Wie man Hitler richtig entsorgt

Die Ausstellung Hitler entsorgen im Haus der Geschichte Österreich zeigt, wie mit NS-Relikten richtig umgegangen werden kann und was uns die Geschichte lehrt. Über die Ausstellung und das Gespräch mit der Kuratorin Laura Langeder. 

Klaus Pichler / hdgö (c)

Zu Beginn der Führung macht mich Laura auf ein Fenster aufmerksam. Wenn man sich davorstellt, blickt man auf den Heldenplatz, Teile der Ringstraße und das Rathaus. Denselben Ausblick hatte schon Hitler, als er vor 84 Jahren an eben diesem Fenster stand und den Anschluss Österreichs an das großdeutsche Reich verkündete. Heute finden sich im Haus der Geschichte Österreich, kurz hdgö, an genau dieser Stelle etliche Exponate aus der NS-Zeit. Unter Glasvitrinen liegen Mikrofone, Kinderwägen und alte Lampenschirme. Die Innenräume der Hofburg säumen währenddessen korinthische Säulen, und von der Decke strahlen Kronleuchter neben Skulpturen aus der Renaissance. Die Exponate der Ausstellung aber sind nicht etwa mit Samt unterlegt, um so mit dem restlichen Prunk des Gebäudes zu verschmelzen. Ein blauer Teppich nimmt den NS-Relikten die Erhabenheit und setzt sie in einen richtigen Kontext, weit weg von Verehrung und Anbetung.

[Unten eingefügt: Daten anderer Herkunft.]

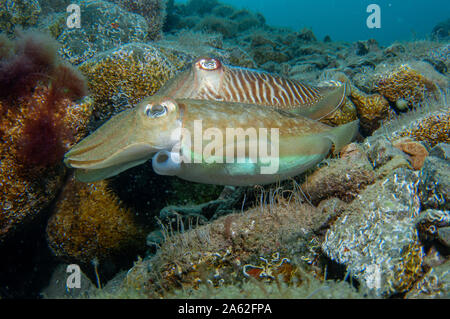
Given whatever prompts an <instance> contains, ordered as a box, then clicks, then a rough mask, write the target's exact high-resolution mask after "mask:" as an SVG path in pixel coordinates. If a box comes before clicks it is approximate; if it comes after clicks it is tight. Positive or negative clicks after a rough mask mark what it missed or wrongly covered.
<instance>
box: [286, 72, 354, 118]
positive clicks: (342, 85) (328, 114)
mask: <svg viewBox="0 0 450 319" xmlns="http://www.w3.org/2000/svg"><path fill="white" fill-rule="evenodd" d="M325 91H326V92H324V93H322V94H323V98H322V99H321V100H320V101H319V102H317V103H316V104H314V105H313V106H311V107H309V108H306V109H303V108H302V109H298V110H295V111H294V112H295V113H296V114H299V115H302V116H305V117H308V118H310V119H313V120H321V119H323V118H325V117H327V116H328V115H330V114H332V113H333V112H335V111H336V110H338V109H340V108H341V107H342V106H343V105H344V104H345V99H346V97H347V96H348V95H349V94H350V85H349V83H348V82H347V81H346V82H344V83H343V84H341V85H340V86H337V87H335V88H331V89H329V88H328V89H325Z"/></svg>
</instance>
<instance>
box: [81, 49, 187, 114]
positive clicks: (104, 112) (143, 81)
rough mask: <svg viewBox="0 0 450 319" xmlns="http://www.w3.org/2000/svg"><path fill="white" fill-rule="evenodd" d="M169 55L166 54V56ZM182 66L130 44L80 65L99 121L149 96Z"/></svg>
mask: <svg viewBox="0 0 450 319" xmlns="http://www.w3.org/2000/svg"><path fill="white" fill-rule="evenodd" d="M169 53H170V52H169ZM182 65H184V64H183V63H182V60H181V59H180V57H179V56H170V55H168V54H164V53H162V51H161V50H160V49H159V48H157V47H155V46H153V45H150V44H144V43H130V44H126V45H123V46H120V47H118V48H115V49H112V50H109V51H105V52H102V53H100V54H97V55H96V56H95V57H93V58H92V59H89V60H87V61H86V62H84V63H83V64H82V65H80V70H81V72H83V73H84V75H85V76H86V78H87V80H88V86H89V89H90V92H91V93H92V98H93V99H94V100H95V106H96V109H95V110H94V114H95V115H96V117H97V118H98V119H100V120H104V119H108V118H109V117H110V116H111V115H112V114H115V113H117V112H119V111H122V110H123V109H124V108H126V107H132V106H133V105H135V104H136V103H138V102H139V101H140V99H142V98H144V97H146V96H149V95H153V94H154V93H156V92H157V91H158V90H159V89H160V88H161V86H162V85H163V84H164V83H165V82H166V81H167V80H168V79H169V78H170V77H172V76H173V75H174V74H175V72H176V71H177V70H178V69H179V68H181V66H182Z"/></svg>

Wenn sich samstags mal wieder die Ringstraße mit tausenden Menschen füllt, die gegen die (Corona-)Politik demonstrieren, teilweise angetrieben von antidemokratischem Idealen, werden hier die Räume der Hofburg genutzt, um aufzuklären und auch zu warnen vor dem, was sich gerade so unweigerlich über unser Leben zu legen droht. In meinem Gespräch mit Laura wurde noch einmal mehr deutlich, wie evident die Parallelen von damals und heute teilweise sind. Sie erklärt mir, wie die Besucher*innen innerhalb der Ausstellung über die vergangene Zeit reflektieren und ihr Bewusstsein und Wissen über den Nationalsozialismus erweitern können. 

“Wenn NICHT, bitte entsorgen”

So startet die Ausstellung mit einem interaktiven Teil. Nachdem man ein auf einer kleinen Karte aufgedrucktes Objekt aus der NS-Zeit zugewiesen bekommen hat, muss jede und jeder über dieses entscheiden: Verkaufen, vernichten oder behalten?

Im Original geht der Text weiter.